“What about?”
“About what’s happening. I get the impression you think I’m killing people.” He cocks a brow.
I want him to leave. “Someone is.”
“Correct. Not me.”
I step to one side as a guy passes us to get into the room. “Who?”
“Tom gave you the wrong story. Yesterday, when I saw you in ICU, were you checking up on me?”
“Tom?” I rub my head. “When did you speak to Tom?”
“Yesterday. Nice guy, invited me to a party.” Amusement sparkles in his eyes. “Are you going to the party?”
“Maybe.”
“With Crazy Boy?”
I ignore him. “What did Tom say?”
“Look, why don’t we sit down?” I eye him dubiously. “I’ll buy you another cup of tasteless coffee?”

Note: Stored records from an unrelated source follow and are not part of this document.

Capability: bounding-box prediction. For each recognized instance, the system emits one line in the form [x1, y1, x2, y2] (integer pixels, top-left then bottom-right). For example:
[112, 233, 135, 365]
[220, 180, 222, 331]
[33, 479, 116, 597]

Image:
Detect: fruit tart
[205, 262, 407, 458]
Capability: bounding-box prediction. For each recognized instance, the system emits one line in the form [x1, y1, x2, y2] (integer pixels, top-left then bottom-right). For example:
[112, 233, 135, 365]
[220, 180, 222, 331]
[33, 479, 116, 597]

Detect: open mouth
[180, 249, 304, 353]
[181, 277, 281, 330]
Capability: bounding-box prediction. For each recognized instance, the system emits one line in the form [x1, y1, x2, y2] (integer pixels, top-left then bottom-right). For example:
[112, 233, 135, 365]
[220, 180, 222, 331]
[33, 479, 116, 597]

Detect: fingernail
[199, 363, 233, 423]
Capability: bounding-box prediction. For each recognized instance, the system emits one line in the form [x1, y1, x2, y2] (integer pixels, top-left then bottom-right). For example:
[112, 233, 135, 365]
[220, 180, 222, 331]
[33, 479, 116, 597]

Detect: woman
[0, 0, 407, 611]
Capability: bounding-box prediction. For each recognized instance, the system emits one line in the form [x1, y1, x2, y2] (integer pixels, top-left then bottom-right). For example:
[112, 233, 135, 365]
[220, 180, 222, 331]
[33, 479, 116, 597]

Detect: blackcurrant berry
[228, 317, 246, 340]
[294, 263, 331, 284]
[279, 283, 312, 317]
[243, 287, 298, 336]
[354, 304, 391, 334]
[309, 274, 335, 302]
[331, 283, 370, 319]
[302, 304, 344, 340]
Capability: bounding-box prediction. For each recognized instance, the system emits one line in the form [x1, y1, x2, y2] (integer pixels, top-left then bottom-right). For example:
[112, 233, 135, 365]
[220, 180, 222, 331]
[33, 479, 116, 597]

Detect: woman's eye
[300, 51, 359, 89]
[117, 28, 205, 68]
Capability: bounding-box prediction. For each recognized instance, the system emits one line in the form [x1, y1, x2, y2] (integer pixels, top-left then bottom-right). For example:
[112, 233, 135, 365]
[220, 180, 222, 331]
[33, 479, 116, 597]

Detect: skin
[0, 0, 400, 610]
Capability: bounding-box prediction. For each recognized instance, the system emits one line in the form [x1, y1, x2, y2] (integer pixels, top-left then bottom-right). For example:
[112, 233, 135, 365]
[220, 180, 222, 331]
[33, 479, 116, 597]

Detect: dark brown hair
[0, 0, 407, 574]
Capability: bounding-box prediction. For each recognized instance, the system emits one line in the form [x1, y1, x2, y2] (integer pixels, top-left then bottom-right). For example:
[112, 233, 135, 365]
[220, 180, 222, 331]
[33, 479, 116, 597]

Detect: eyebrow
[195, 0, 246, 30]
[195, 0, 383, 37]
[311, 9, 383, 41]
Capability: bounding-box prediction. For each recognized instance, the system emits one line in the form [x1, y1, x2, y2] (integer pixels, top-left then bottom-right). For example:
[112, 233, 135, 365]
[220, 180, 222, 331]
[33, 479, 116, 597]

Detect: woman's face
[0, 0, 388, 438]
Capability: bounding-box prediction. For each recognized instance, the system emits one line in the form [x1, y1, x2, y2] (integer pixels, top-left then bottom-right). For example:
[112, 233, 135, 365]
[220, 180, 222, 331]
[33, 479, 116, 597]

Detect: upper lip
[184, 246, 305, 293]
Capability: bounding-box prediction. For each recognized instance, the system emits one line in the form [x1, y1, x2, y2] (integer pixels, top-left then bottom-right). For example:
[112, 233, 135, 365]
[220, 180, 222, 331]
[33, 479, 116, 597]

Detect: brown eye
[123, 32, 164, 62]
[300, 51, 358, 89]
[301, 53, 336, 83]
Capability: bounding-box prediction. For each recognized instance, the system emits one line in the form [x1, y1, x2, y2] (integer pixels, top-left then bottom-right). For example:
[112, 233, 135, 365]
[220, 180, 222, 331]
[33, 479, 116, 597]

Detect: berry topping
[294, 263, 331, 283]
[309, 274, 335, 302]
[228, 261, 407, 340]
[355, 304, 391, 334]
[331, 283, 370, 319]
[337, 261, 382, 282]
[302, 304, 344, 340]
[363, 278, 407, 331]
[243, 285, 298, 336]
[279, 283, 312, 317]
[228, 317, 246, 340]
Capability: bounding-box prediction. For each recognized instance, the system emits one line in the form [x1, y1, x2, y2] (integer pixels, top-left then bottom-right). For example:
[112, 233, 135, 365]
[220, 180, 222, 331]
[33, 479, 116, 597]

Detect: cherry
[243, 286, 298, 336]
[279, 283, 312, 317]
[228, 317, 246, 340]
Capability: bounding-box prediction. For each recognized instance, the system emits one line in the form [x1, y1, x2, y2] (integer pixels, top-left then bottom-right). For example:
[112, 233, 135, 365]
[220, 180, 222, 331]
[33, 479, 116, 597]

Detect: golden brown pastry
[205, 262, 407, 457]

Curiosity overrides common sense and I sit at the scratched wooden table, wiping away crumbs from the last occupants. Finn queues with the two cups in his hands, waiting to pay. Has this become our unofficial meeting room? His height is noticeable around others, but he’s not as imposing as he could be. I study people around him, as if their reactions to him were a measure of his nature. A young guy leans around him to pick up a sandwich from the display and their arms brush. No reaction. I guess it’s just me who gets frozen pain when he touches; otherwise, how else could he be a nurse? The public has more of a problem with me than with Finn.
Finn returns and drops two chocolate chip muffins onto the table next to the cups. I pick one up and tear open the plastic wrap. “Thanks.”
“No problem.”
The first time we sat and chatted, he was confident and aloof. This time Finn sits stiffly, tapping his long fingers on the side of his cup.

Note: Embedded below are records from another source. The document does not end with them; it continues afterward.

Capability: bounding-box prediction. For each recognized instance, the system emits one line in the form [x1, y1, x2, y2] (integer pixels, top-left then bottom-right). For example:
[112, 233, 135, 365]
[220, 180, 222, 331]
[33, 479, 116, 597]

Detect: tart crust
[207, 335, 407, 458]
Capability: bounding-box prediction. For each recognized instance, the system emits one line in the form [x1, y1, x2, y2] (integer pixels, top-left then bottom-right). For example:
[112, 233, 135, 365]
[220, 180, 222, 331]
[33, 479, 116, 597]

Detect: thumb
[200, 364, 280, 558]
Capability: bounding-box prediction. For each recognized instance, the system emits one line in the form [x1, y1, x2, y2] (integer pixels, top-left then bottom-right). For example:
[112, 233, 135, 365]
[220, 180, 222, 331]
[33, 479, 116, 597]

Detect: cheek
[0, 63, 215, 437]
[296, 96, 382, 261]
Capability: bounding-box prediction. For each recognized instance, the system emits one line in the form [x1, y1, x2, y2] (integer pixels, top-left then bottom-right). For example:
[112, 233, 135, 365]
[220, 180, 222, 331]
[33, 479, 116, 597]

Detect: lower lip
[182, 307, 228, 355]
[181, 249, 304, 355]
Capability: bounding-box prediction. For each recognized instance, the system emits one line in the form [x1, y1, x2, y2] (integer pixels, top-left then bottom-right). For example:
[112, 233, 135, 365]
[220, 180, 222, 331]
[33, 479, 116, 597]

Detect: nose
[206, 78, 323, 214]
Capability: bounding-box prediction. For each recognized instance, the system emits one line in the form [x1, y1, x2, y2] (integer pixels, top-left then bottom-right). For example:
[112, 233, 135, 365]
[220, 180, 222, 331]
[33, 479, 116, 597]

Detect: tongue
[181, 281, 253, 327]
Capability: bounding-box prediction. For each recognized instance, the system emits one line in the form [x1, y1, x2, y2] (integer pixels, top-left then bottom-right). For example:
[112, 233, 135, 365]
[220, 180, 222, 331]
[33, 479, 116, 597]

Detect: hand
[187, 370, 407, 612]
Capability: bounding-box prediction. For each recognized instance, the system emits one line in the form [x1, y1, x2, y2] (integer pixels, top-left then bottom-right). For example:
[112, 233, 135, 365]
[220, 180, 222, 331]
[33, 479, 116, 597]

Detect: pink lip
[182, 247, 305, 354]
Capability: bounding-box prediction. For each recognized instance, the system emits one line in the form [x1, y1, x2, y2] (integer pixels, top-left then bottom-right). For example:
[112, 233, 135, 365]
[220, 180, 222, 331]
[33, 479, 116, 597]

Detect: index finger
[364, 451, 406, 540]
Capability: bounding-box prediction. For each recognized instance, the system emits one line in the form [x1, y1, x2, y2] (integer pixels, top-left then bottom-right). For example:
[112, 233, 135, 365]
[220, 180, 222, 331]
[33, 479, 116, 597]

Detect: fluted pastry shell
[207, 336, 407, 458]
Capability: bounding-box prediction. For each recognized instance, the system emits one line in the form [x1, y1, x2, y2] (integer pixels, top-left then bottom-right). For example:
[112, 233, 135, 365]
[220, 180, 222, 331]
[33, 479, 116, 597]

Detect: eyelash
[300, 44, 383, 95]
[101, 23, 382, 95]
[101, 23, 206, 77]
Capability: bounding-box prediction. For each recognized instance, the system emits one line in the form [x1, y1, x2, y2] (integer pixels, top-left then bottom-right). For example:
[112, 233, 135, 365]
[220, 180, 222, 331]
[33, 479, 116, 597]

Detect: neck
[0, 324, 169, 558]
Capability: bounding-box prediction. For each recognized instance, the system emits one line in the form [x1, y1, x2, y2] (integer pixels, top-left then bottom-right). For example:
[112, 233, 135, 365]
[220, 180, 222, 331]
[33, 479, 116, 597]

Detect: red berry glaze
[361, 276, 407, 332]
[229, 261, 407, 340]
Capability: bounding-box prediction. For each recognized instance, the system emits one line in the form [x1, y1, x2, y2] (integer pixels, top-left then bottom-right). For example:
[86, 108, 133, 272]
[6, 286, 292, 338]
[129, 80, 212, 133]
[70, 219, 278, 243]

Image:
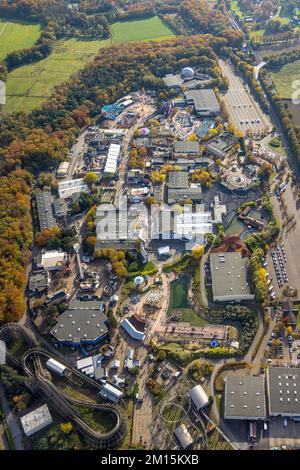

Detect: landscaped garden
[168, 276, 206, 326]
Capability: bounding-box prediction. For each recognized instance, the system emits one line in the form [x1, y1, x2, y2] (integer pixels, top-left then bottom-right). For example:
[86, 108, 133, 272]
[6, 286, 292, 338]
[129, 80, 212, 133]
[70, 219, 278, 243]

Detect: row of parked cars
[266, 331, 283, 358]
[271, 242, 289, 287]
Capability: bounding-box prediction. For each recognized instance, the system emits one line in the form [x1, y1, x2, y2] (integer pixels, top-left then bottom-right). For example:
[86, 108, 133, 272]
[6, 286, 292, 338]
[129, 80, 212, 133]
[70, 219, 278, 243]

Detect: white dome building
[181, 67, 195, 79]
[133, 276, 145, 287]
[189, 385, 209, 410]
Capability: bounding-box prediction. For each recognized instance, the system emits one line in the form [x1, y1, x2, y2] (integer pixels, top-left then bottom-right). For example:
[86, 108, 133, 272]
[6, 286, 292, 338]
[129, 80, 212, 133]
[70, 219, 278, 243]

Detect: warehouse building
[104, 144, 121, 175]
[174, 140, 200, 157]
[173, 209, 212, 248]
[163, 73, 184, 90]
[35, 191, 57, 231]
[266, 367, 300, 418]
[184, 88, 221, 117]
[53, 197, 69, 219]
[51, 300, 108, 347]
[35, 250, 67, 271]
[167, 171, 202, 204]
[28, 271, 50, 296]
[21, 404, 53, 437]
[58, 178, 89, 199]
[210, 252, 255, 302]
[174, 424, 194, 450]
[204, 132, 238, 160]
[224, 375, 266, 420]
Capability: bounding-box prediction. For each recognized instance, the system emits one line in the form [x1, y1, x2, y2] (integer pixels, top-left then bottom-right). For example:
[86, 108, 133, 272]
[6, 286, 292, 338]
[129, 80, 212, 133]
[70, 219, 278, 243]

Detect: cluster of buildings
[35, 190, 70, 231]
[83, 126, 126, 180]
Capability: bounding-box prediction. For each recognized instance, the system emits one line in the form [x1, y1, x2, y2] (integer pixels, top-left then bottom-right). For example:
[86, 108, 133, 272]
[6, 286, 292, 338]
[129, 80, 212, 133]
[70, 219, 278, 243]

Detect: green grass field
[4, 39, 107, 112]
[271, 60, 300, 100]
[168, 276, 205, 326]
[0, 17, 174, 112]
[111, 16, 174, 44]
[0, 20, 41, 60]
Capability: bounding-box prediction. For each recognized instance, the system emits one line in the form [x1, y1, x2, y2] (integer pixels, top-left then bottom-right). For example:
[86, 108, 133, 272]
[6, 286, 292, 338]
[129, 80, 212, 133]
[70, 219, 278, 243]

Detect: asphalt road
[268, 178, 300, 295]
[219, 60, 272, 135]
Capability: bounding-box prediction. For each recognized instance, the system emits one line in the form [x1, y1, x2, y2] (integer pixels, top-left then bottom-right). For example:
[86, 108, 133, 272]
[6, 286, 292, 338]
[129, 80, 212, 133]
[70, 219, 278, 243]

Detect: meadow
[271, 60, 300, 100]
[5, 17, 174, 112]
[4, 39, 106, 112]
[111, 16, 174, 44]
[0, 19, 41, 60]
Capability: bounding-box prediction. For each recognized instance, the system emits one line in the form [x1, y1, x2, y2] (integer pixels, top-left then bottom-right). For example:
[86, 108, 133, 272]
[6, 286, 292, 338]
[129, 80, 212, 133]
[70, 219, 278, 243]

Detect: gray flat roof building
[210, 252, 254, 302]
[53, 197, 68, 217]
[174, 424, 194, 449]
[163, 73, 183, 89]
[184, 88, 221, 116]
[174, 140, 200, 154]
[266, 367, 300, 417]
[28, 271, 50, 295]
[168, 171, 189, 189]
[35, 191, 57, 230]
[168, 186, 202, 204]
[51, 300, 108, 346]
[224, 375, 266, 420]
[204, 132, 238, 158]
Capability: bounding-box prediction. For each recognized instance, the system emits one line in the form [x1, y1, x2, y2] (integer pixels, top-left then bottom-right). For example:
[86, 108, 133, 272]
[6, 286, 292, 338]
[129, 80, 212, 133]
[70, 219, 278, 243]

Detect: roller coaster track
[0, 323, 126, 449]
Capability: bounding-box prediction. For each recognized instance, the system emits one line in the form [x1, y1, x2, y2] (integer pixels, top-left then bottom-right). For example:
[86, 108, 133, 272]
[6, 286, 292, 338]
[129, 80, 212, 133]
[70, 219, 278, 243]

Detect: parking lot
[255, 417, 300, 450]
[219, 60, 271, 135]
[265, 242, 290, 300]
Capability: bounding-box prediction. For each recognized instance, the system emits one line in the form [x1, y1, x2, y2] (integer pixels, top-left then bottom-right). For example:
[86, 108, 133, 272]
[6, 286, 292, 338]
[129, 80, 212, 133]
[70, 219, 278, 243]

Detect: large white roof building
[58, 178, 89, 199]
[189, 385, 209, 410]
[21, 404, 53, 437]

I lean down to get my phone from my bag and he startles. I frown. “I’m not leaving.”
“How long until your shift starts?”
“Half hour.”
Finn rubs a broad palm across his face. “There’s so much more going on than I thought,” he says. “I thought this was about you, but they’ve thrown me right into the middle of shit.”
His stronger language surprises me. “So you did... come here for me?”
We’re in a corner, at a table as removed from everyone else as we can get. I sip my coffee, grimace at the lack of improvement in taste, and then look expectantly at him.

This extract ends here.